Yes. Nobody downloads binaries from USENET anymore. It's a dead medium. Please keep propagating this idea, especially among copyright-police types.

*Cough*

No, seriously, people still do this. It's yEnc and not UUEncode, and premium USENET providers' web interfaces and software like HellaNZB automate the process, but downloading binaries from USENET is by no means a thing of the past. In fact, it's far more prevalent than the days of "sz pornpic.gif".
posted by DecemberBoy at 5:16 PM on July 22, 2009


but my experience is that they're off limits during open recreational swim time.

Much to my shock and horror after years as a stay-off-the-board lifeguard, around here the kids are doing every crazy move you can think of off the diving boards at the local pools. One kid had a gas-powered burner with a Wolfgang Puck-brand frying pan and was making crepe suzette as he jumped into the deep end.

Ok, he just did a backflip. But still, MY SHOCKED FACE.
posted by GuyZero at 5:17 PM on July 22, 2009 [2 favorites]


Plus how many kids even downloaded from newsgroups in the first place?
posted by smackfu at 5:17 PM on July 22, 2009


79. The days before the nanny state.

Yawn. Put these in ALL CAPS and they'll read just like the 600 emails in my trash folder from my gun nut Republican uncle.
posted by applemeat at 5:20 PM on July 22, 2009 [5 favorites]


No diving boards? Most of the other stuff on this list is stuff that I'm glad my non-existent future offspring wouldn't have to deal with, but that one sucks. Diving boards are an important part of life. Dealing with pain in the ass technology, not so much.
posted by solipsophistocracy at 5:20 PM on July 22, 2009


"94. Roller skates, as opposed to blades."

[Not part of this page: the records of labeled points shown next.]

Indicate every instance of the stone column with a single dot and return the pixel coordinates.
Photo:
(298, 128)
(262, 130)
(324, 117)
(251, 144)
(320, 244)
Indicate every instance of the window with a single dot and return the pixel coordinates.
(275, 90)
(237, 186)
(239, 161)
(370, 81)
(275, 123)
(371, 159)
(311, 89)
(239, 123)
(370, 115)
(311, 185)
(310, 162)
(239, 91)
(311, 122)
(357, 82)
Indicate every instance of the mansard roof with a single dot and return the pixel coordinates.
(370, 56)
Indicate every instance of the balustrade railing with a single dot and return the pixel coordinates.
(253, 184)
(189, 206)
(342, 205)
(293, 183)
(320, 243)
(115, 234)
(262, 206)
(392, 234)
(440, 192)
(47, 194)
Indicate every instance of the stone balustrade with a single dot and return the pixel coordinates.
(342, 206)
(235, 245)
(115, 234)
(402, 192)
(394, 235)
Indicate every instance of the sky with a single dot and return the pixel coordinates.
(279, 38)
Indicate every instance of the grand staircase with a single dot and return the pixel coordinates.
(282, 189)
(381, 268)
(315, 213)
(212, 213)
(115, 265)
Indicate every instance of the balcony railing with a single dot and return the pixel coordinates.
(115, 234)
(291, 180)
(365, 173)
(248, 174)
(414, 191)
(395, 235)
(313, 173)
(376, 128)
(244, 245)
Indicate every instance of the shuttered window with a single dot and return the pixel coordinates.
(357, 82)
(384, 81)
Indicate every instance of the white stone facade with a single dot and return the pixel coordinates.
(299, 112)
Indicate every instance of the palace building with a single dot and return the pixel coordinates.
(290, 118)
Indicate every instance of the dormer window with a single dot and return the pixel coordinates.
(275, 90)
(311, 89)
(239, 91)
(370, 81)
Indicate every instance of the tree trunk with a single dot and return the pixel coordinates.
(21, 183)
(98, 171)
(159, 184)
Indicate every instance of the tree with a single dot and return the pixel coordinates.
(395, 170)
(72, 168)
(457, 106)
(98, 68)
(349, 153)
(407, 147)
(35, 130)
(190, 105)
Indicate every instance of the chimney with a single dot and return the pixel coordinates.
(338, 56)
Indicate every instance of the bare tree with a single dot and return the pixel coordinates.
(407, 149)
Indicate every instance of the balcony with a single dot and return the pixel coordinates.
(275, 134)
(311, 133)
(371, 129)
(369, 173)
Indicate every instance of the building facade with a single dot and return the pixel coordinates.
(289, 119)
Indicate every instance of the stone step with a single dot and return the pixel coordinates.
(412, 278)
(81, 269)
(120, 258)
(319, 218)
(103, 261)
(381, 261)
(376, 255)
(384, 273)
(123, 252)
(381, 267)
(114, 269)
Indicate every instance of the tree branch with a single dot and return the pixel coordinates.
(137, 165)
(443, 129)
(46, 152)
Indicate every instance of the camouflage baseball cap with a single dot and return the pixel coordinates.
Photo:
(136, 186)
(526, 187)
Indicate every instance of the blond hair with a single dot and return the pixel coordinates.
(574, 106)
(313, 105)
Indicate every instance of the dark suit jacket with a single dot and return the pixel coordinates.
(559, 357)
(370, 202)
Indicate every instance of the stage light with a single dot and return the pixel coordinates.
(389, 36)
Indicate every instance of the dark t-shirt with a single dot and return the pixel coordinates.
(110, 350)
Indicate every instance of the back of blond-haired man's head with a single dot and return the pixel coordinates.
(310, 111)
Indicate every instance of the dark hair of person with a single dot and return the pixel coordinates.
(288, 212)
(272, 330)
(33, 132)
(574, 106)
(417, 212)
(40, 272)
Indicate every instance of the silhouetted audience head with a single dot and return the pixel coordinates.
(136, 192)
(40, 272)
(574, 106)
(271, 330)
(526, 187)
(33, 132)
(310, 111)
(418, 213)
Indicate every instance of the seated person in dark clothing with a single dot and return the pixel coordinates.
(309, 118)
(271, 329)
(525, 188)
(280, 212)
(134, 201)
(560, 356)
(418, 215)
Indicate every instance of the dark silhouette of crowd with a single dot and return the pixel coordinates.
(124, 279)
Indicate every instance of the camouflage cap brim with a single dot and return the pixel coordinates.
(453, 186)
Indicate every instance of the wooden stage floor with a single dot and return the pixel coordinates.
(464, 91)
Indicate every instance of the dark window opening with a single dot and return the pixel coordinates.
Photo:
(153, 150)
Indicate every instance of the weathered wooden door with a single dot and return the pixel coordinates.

The fuck? When was this written, 1992? Rollerblades? Jesus, I haven't seen those since the late 90s at the very latest.
posted by DecemberBoy at 5:25 PM on July 22, 2009 [2 favorites]


Reader's Digest called - they want their demographic back.
posted by dammitjim at 5:25 PM on July 22, 2009 [3 favorites]


The number of TV channels being a single digit.

Maybe it's because I grew up in between New York and Philly but I'm 45 and I don't remember having fewer than ten channels. And we got cable in '73 which had around 30 channels at the time.
posted by octothorpe at 5:28 PM on July 22, 2009


The writer is British, which is kind of unusual for Wired for a nostalgia piece.
posted by smackfu at 5:31 PM on July 22, 2009


The article is on the GeekDad blog on wired.com, not from the magazine's writers. I'm a writer for GeekDad, too, though not the one who wrote this piece (I contributed a few entries to it, but didn't compile it).
posted by cerebus19 at 5:35 PM on July 22, 2009


>Wondering if you can afford to buy a RAM upgrade.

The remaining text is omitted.